He cut the La Brea community field and ran minor league football in La Brea; preached monthly on family life in the La Brea Faith Pentecostal church; and was the glue that held together most of the teams.
A peacemaker, Larry Ruthven Joseph was laid to rest yesterday after a funeral at the La Brea recreation ground that he loved. Joseph was just 56 when he died. Married to wife Cheryl, he had three children Shimone, Shimon and Akil.
Yesterday’s ceremony began with Joseph’s body being brought into the venue by former Presentation College, United Petrotrin and “Strike Squad” teammates -- among them Philbert Jones, Brian Williams and Clayton Morris. Many tributes were made, with Joseph being described as a man of humility, good character, a devout Christian, family and community man.
Jones, uncle of former T&T skipper Kenwyne Jones, described Joseph as both brother and friend, while brought to tears was Morris, his friend, teammate and Petrotrin workmate of many years.
“He was a mentor that made the impossible possible,” Morris stated. “During my 35 years that I know him he demonstrated the characteristic that he was the better man.”
Prior to his burial, Joseph was celebrated on the Field of Dreams football television discussion programme, moderated by former national Steve David, and included among the guest Sean Cooper, Anthony Clarke, Jefferson George, Brian Williams and Dexter Cyrus.
“Everybody know Larry Joseph,“ said friend and former teammate Randolph Neptune. “You could walk through La Brea and ask anybody about Larry Joseph.”
“Larry has done so much for La Brea,” Neptune continued. “Larry run minor league in La Brea, the Sport Foundation, nurturing youth. From the moment you could walk, you could come and do football training with Larry.”
As an established T&T midfielder, Joseph was also a comforter to a young Dexter Cyrus, who would also go on to have an outstanding career at club and national team level. As a 20-year-old, Cyrus remembers nervously walking into a United Petrotrin club dressing room containing the majority of T&T national team starters, including Brian Williams, Clayton Morris, Dexter Francis, Anthony Rougier, Addaryl John, Anthony Sherwood, Philbert Jones and Peter Prosper, the bunch which won team of the year four or five times in seven seasons.
Cyrus remembers being starstruck, nervous and probably wondering if he was good enough to play with these guys.
“Larry would have put his hand on my shoulder and said ‘youth man, dem fellas is human being just like me and you. Yuh come here to play football, doh worry yuhself nah,’” Cyrus recalled. “And (that act) just take away all that tension. Just relax me. After that everything was good.”

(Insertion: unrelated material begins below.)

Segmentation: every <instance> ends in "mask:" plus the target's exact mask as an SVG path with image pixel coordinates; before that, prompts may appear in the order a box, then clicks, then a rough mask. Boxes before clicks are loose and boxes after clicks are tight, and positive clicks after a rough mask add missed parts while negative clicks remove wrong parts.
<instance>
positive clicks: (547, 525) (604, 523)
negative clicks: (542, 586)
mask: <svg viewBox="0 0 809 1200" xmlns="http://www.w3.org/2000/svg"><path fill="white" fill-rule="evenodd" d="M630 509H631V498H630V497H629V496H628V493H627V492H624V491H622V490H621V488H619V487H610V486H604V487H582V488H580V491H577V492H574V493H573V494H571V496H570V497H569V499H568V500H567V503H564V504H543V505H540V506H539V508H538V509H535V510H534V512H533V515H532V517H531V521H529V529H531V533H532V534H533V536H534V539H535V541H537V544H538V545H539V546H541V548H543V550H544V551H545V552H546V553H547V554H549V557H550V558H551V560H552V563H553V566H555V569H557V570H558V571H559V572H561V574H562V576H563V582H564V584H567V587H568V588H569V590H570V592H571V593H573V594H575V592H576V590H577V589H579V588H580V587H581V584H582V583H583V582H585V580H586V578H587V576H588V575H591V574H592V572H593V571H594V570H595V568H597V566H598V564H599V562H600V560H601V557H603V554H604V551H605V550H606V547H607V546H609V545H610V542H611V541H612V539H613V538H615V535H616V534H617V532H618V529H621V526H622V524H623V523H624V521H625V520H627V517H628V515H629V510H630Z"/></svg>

Joseph was the person no one could say anything bad about noted both Cyrus and Williams. From a teenager, Joseph was a well-mannered Christian youth with a sense of humour. Joseph grew up in La Brea and after excelling with Point Fortin College’s ‘81 team, he was drafted into a Presentation College team after out-playing them in a match against his church team.
He excelled as the Presentation College team which once whipped a star-studded Signal Hill 5-0. Joseph was also prominent in the T&T senior national team, but unfortunately he vied for the same position as Russell Latapy, who went onto to ply with European teams such as Porto and Glasgow Rangers.
“The second best player I would have played with locally after Russell Latapy in terms of skill, would have been Larry Joseph,” noted Anthony Clarke, the former Presentation College and T&T national youth team goalkeeper. “I think the era of him being prominent on the national team wasn’t there because Russell was there.”
Although Joseph stood out as a midfield general in the mould of former Porto midfielder Latapy, he made a greater mark off the field as a mentor, administrator and family man and friend.
“Larry Joseph the man was even more phenomenal than Larry Joseph the player,” Clarke stated. “He was a real kicks man. Plenty people only saw Larry as this church boy, but Larry used to talk a lot of rubbish and make people laugh. He was a man of faith. he was a man of his community.”